In: Accounting
Does the Foot video in Interact2 Resources show Periodic or Perpetual Inventory? How can you tell? Explain the essential differences between perpetual and periodic inventory systems. Give your own examples of products/situations suited to each.
Periodic and perpetual inventory systems are different methods used to track the quantity of goods on hand. The more sophisticated of the two is the perpetual system, but it requires much more record keeping to maintain.
The periodic system relies upon an occasional physical count of the inventory to determine the ending inventory balance and the cost of goods sold, while the perpetual system keeps continual track of inventory balances.The periodic inventory system allows a company to record sales of merchandise in a special account. When merchandise gets sold, the company records the revenue but does not record a cost of goods sold (CoGS) entry.

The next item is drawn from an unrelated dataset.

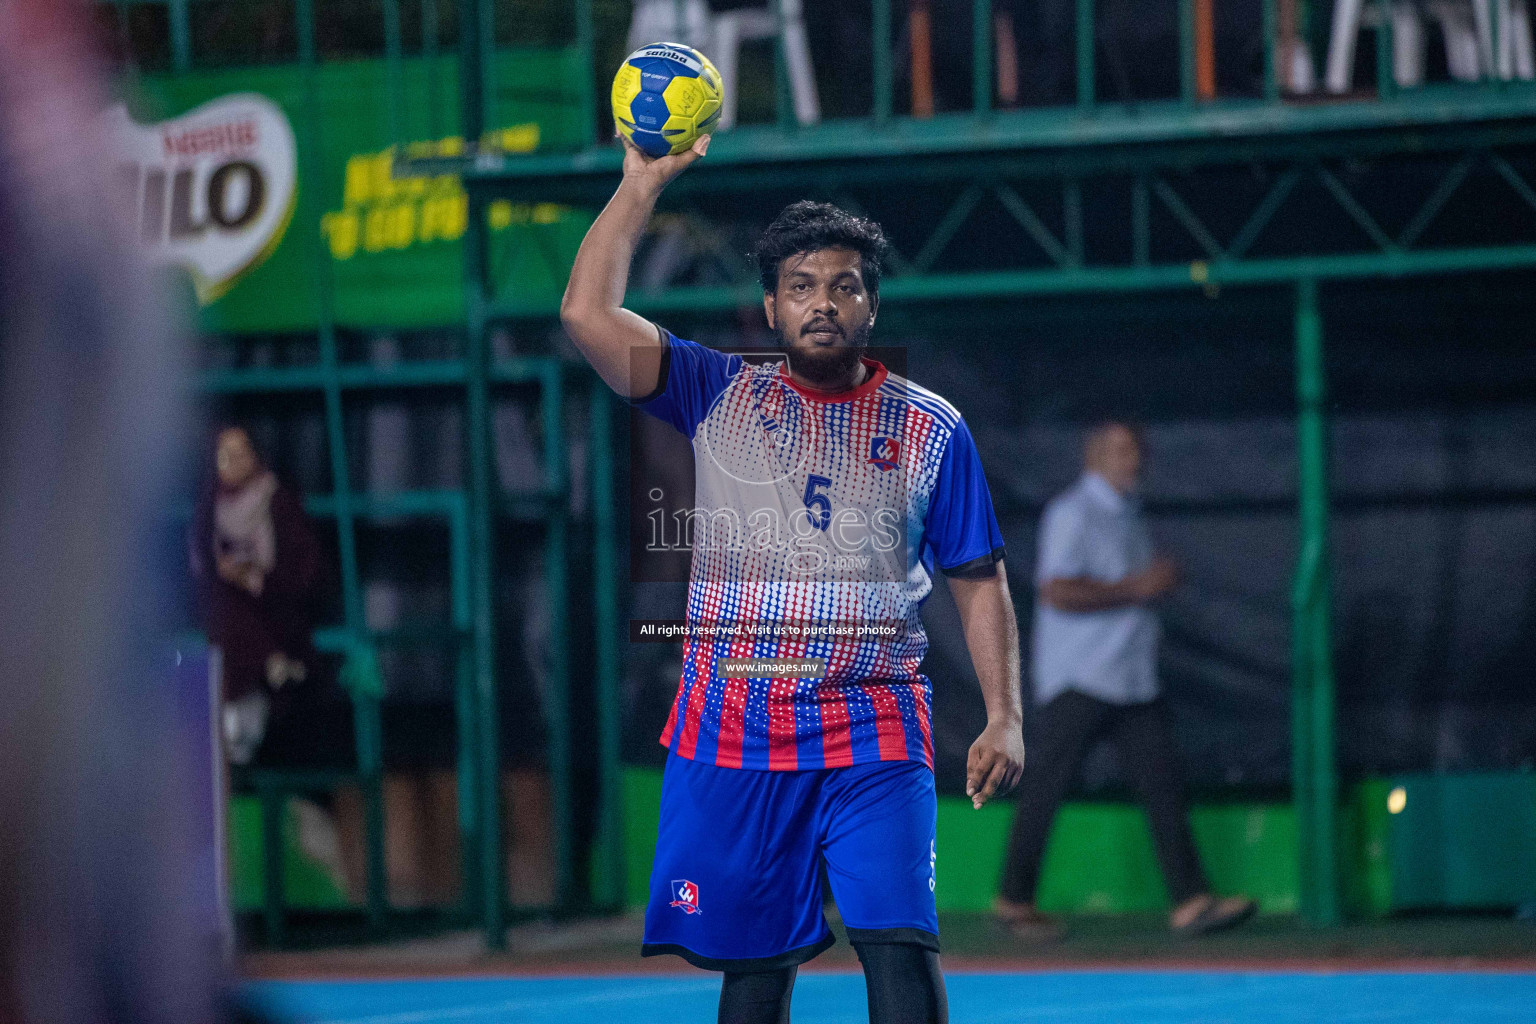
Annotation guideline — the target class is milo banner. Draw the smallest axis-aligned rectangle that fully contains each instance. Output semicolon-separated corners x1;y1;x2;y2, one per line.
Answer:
121;50;592;331
110;93;297;305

For example a company, a retailer of high-end fashion products uses periodic system of inventory -
Inventory balance on January 1, 2016: $600,000
Purchases made during the year 2016: $1,200,000
Inventory balance on December 31, 2016: $500,000
So, the COGS can be computed manuaaly as the company uses a periodic inventory system
Cost of goods sold (COGS) = Beginning inventory + Purchases –
Closing inventory
= $600,000 + $1,200,000 – $500,000
= $1,300,000
Perpetual Inventory? System -
The introduction of computers greatly advanced the use of the the perpetual inventory system. Perpetual inventory records each sale of merchandise and places an entry in the company’s inventory account. This system also immediately reduces sold inventory from stock and adds inventory back to stock when a customer returns merchandise.
For example, at a supermarkets using the perpetual inventory system, when products with barcodes are scanned and paid for, the system automatically updates inventory levels in a database.